At Semalytix, we are developing cutting-edge technology for machine reading, allowing machines to automatically sift through large volumes of unstructured content (see our blog entry on Dark Data) to extract key insights that support decision making.
Our algorithms rely on training data that is human-provided and is used to teach an algorithm what to look for and what to extract. The provision of training data is costly and typically a bottleneck.
In most scenarios that the Semalytix machine reading stack is applied to, we are confronted with the need to analyze data in multiple languages. In order to analyze content in multiple languages, two approaches are possible. The first relies on using a lingua franca, English typically and using translation technology (e.g. DeepL) to translate all content into English, relying on an English analytical pipeline only. This has the drawback of incorporating translation errors within the process of automatic translation but also to loose linguistic nuances that are not preserved in the translation.
A second approach consists in training extraction systems for each language of interest. This requires training data in each language and thus represents a costly approach.
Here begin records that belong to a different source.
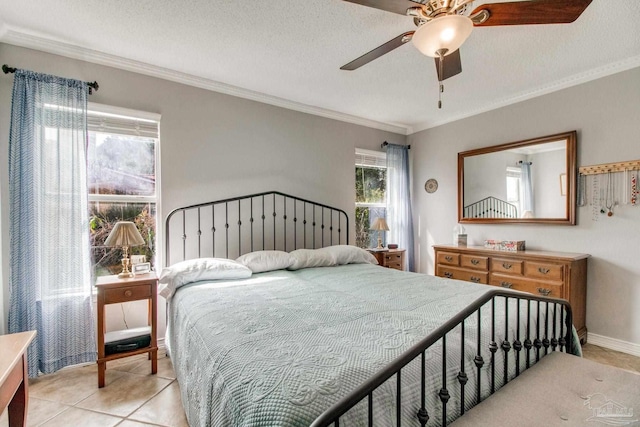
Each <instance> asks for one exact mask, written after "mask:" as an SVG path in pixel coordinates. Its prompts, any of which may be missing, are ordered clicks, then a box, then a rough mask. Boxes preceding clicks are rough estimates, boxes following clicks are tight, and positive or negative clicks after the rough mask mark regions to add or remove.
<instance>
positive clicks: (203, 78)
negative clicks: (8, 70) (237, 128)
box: [0, 26, 413, 135]
mask: <svg viewBox="0 0 640 427" xmlns="http://www.w3.org/2000/svg"><path fill="white" fill-rule="evenodd" d="M0 42H3V43H7V44H11V45H14V46H19V47H24V48H28V49H34V50H39V51H42V52H46V53H51V54H54V55H60V56H64V57H67V58H71V59H77V60H80V61H86V62H91V63H93V64H98V65H105V66H108V67H114V68H118V69H120V70H125V71H131V72H134V73H138V74H144V75H147V76H151V77H156V78H160V79H163V80H169V81H172V82H176V83H182V84H185V85H188V86H193V87H197V88H200V89H206V90H210V91H213V92H219V93H224V94H226V95H231V96H236V97H238V98H244V99H249V100H252V101H257V102H261V103H264V104H270V105H274V106H276V107H282V108H286V109H288V110H294V111H299V112H301V113H307V114H312V115H314V116H320V117H325V118H328V119H333V120H338V121H341V122H346V123H351V124H355V125H360V126H365V127H368V128H373V129H379V130H383V131H387V132H392V133H397V134H401V135H409V134H410V133H412V132H413V129H412V128H411V127H410V126H405V125H401V124H396V123H384V122H378V121H375V120H369V119H365V118H362V117H357V116H352V115H350V114H346V113H341V112H338V111H333V110H328V109H325V108H321V107H315V106H313V105H307V104H303V103H300V102H295V101H290V100H287V99H284V98H279V97H277V96H272V95H267V94H264V93H260V92H256V91H252V90H248V89H243V88H240V87H237V86H232V85H229V84H226V83H222V82H218V81H215V80H211V79H206V78H204V77H198V76H194V75H191V74H187V73H183V72H179V71H174V70H170V69H168V68H164V67H158V66H155V65H151V64H147V63H144V62H140V61H135V60H131V59H127V58H123V57H120V56H117V55H111V54H108V53H103V52H99V51H96V50H92V49H87V48H84V47H80V46H75V45H71V44H68V43H64V42H60V41H57V40H51V39H48V38H45V37H40V36H36V35H33V34H27V33H25V32H21V31H17V30H14V29H11V28H7V27H6V26H4V28H3V29H0Z"/></svg>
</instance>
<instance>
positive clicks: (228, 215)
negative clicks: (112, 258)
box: [165, 191, 573, 427]
mask: <svg viewBox="0 0 640 427" xmlns="http://www.w3.org/2000/svg"><path fill="white" fill-rule="evenodd" d="M177 214H178V215H177ZM269 216H271V218H269ZM172 225H174V226H175V227H177V228H178V229H179V230H180V231H179V234H178V233H175V234H174V235H172V234H171V226H172ZM165 227H166V228H165V232H166V234H165V242H166V248H165V249H166V257H165V263H166V265H171V263H172V261H173V258H174V257H172V252H173V253H181V260H185V259H190V258H197V257H198V258H199V257H202V256H212V257H215V256H216V254H220V253H222V254H223V255H224V257H225V258H233V255H236V256H240V255H242V254H243V253H245V252H251V251H255V250H266V249H274V250H276V249H277V250H284V251H287V250H294V249H298V248H317V247H324V246H327V245H334V244H348V243H349V218H348V215H347V214H346V212H345V211H343V210H341V209H337V208H333V207H330V206H327V205H324V204H321V203H316V202H312V201H309V200H306V199H302V198H299V197H295V196H290V195H287V194H284V193H281V192H277V191H270V192H264V193H258V194H252V195H248V196H240V197H234V198H229V199H224V200H218V201H214V202H208V203H201V204H196V205H191V206H187V207H183V208H178V209H175V210H173V211H172V212H171V213H169V215H168V216H167V219H166V225H165ZM203 230H208V232H207V233H205V232H203ZM236 233H237V234H236ZM221 234H222V236H221ZM232 234H235V235H236V237H237V240H234V239H233V238H232V237H231V235H232ZM192 236H193V239H192V238H191V237H192ZM176 237H178V238H179V239H176V240H177V242H174V240H173V238H176ZM180 240H181V241H180ZM172 245H173V246H172ZM230 255H231V256H230ZM173 262H175V261H173ZM446 286H452V285H451V284H447V285H446ZM499 299H503V300H504V301H505V302H504V307H505V311H504V316H505V330H504V339H503V340H502V341H500V339H498V338H496V337H497V335H499V334H501V332H500V331H497V330H496V310H495V308H496V300H499ZM509 301H515V302H516V311H517V313H516V325H515V328H516V332H515V339H514V340H513V341H509V340H508V337H509V328H510V326H509V320H508V319H509V310H508V308H509ZM532 305H533V306H534V310H535V312H534V311H532ZM486 306H488V307H490V310H491V340H490V342H488V343H487V342H484V343H483V342H481V341H482V340H481V329H482V322H481V321H480V319H481V313H482V310H485V309H489V308H487V307H486ZM522 311H524V312H525V313H524V314H523V313H522ZM543 312H544V313H545V314H544V320H542V319H541V313H543ZM473 316H477V324H478V326H477V342H476V347H475V348H474V349H469V351H470V352H471V353H468V354H471V355H474V358H473V363H474V365H475V367H476V372H475V373H472V372H466V371H465V346H464V343H465V322H467V321H468V319H470V318H472V317H473ZM523 316H526V326H525V327H524V328H523V327H521V322H520V320H521V318H522V317H523ZM558 316H559V317H558ZM532 319H533V320H532ZM532 322H534V323H535V325H532ZM541 323H542V325H541ZM572 324H573V323H572V314H571V306H570V305H569V303H568V302H567V301H565V300H560V299H554V298H547V297H540V296H535V295H527V294H524V293H517V292H512V291H508V290H503V289H491V290H489V291H488V292H487V293H486V294H484V295H483V296H482V297H480V298H478V299H477V300H476V301H475V302H474V303H472V304H471V305H469V306H468V307H466V308H465V309H464V310H462V311H461V312H459V313H458V314H456V315H455V316H454V317H453V318H451V319H450V320H448V321H447V322H446V323H444V324H443V325H442V326H440V327H439V328H437V329H436V330H434V331H433V332H432V333H430V334H429V335H428V336H426V337H425V338H424V339H422V340H421V341H420V342H418V343H417V344H415V345H414V346H413V347H411V348H410V349H408V350H407V351H405V352H404V353H403V354H402V355H401V356H400V357H398V358H396V359H395V360H394V361H393V362H392V363H390V364H388V365H387V366H385V367H384V368H383V369H381V370H380V371H379V372H378V373H376V374H375V375H374V376H372V377H371V378H369V379H368V380H367V381H366V382H365V383H364V384H362V386H360V387H359V388H358V389H356V390H353V391H352V392H350V393H349V394H348V395H346V396H345V397H343V398H342V399H341V400H340V401H339V402H337V403H336V404H334V405H333V406H332V407H330V408H329V409H327V410H326V411H325V412H324V413H323V414H321V415H320V416H319V417H318V418H317V419H316V420H315V421H314V422H313V424H311V427H325V426H331V425H333V426H335V427H339V426H340V418H341V417H343V416H344V415H345V414H346V413H347V412H348V411H349V410H351V409H352V408H353V407H354V406H356V405H357V404H359V403H360V402H363V401H364V400H365V399H367V403H366V404H367V405H368V406H367V408H368V409H367V413H368V420H367V423H368V424H367V425H369V426H372V425H373V422H374V420H373V393H374V392H375V390H376V389H378V388H379V387H380V386H381V385H383V384H384V383H385V382H387V381H389V380H393V379H394V378H395V381H396V387H397V388H396V396H395V398H396V411H397V415H396V418H397V421H396V423H397V424H396V425H397V427H400V426H401V422H402V421H401V412H402V407H403V406H402V405H403V402H402V395H401V384H402V382H401V378H402V370H403V368H405V367H406V366H407V365H408V364H409V363H411V362H413V361H418V359H420V360H419V361H418V362H417V363H420V364H421V390H420V397H421V407H420V409H419V410H418V411H417V413H416V420H417V421H418V422H419V423H420V425H421V426H423V427H424V426H426V425H427V423H428V421H429V419H430V418H431V416H430V415H429V410H430V411H431V412H432V413H433V412H434V411H437V410H438V409H439V410H440V411H441V414H442V416H441V419H442V425H443V426H444V425H446V424H447V414H448V412H447V411H454V416H455V417H456V418H457V416H461V415H464V412H465V392H464V390H465V385H466V383H467V382H468V381H469V375H474V374H475V376H476V390H475V401H474V402H473V405H474V406H475V405H476V404H478V403H480V401H481V400H482V398H483V397H482V390H481V389H482V387H481V377H482V375H481V372H482V371H481V370H482V368H483V367H484V366H485V363H489V365H488V367H485V369H490V375H491V377H490V382H491V384H490V386H489V389H490V394H493V393H494V392H495V391H496V390H497V388H496V375H500V372H499V371H500V368H499V367H498V368H497V367H496V360H495V359H496V353H497V352H498V350H501V351H502V353H503V367H502V378H501V380H500V377H498V378H499V381H498V382H502V385H503V384H506V383H507V382H509V381H511V380H512V379H513V378H510V375H509V371H510V368H512V369H511V372H513V371H514V370H515V377H517V376H519V375H520V373H521V371H522V370H524V369H528V368H529V367H530V366H531V364H532V363H531V362H532V360H531V357H533V362H534V363H535V362H537V361H539V360H540V358H542V357H544V356H545V355H546V354H548V353H549V352H552V351H564V352H567V353H572V352H573V335H572ZM558 325H560V327H559V328H558ZM513 327H514V325H513V324H512V325H511V328H512V329H513ZM456 330H457V331H459V332H460V336H461V343H462V346H461V349H460V354H461V358H460V366H459V370H458V373H457V374H456V375H455V377H454V378H453V381H454V382H455V381H457V384H458V387H460V390H461V393H460V396H461V399H460V405H459V406H457V407H454V408H448V407H447V402H448V401H449V399H450V396H451V394H450V391H451V390H450V388H447V381H448V379H449V380H450V379H451V378H452V377H451V376H449V378H447V370H448V369H447V360H446V353H447V335H448V334H450V333H451V332H452V331H456ZM438 343H441V346H442V371H441V373H442V387H441V388H440V389H439V391H438V398H439V400H440V402H441V407H440V408H427V407H426V389H427V385H426V384H425V364H426V360H425V359H426V358H425V354H426V352H427V351H428V349H429V348H431V347H432V346H434V345H435V344H438ZM483 346H484V347H483ZM483 349H484V350H485V352H486V349H488V350H489V351H490V353H491V354H490V359H489V360H488V361H485V360H484V358H483V356H482V350H483ZM512 351H513V353H512V354H513V357H511V358H510V357H509V354H510V353H511V352H512ZM532 353H533V356H532ZM521 357H524V358H525V362H524V365H525V366H524V367H523V369H521V365H522V364H523V363H521ZM497 387H498V388H499V387H500V384H497ZM449 414H451V412H449Z"/></svg>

In a new paper accepted for presentation at the Annual Conference of the North American Chapter of the Association for Computational Linguistics (NAACL 2019), one of the top-5 conferences worldwide in the field of natural language processing, we have proposed an alternative approach. The approach relies on cross-lingual representations of the meaning of words, so called embeddings. Models can be trained on these cross-lingual representations and can then be directly used for multiple languages. The approach is a „zero-shot“ approach as it can be applied to a new language after having received zero examples for that new language. Our paper shows that this approach is feasible and can be used for opinion extraction across languages and has a quite impressive and competitive performance compared to state-of-the-art systems for a number of languages without having used training data for any of those languages. This lays the foundations for a cost-effective approach to multilingual machine reading.
The paper shows in addition that after adding a few training examples only in a target language on top of the zero-shot trained model, performance increases substantially, yielding top performance on the task of opinion and sentiment extraction with a few dozen of training examples only.
This result will allow Semalytix to cover more languages at greater accuracy than before.
Semalytix. Never content with the state-of-the-art. Continuing to innovate.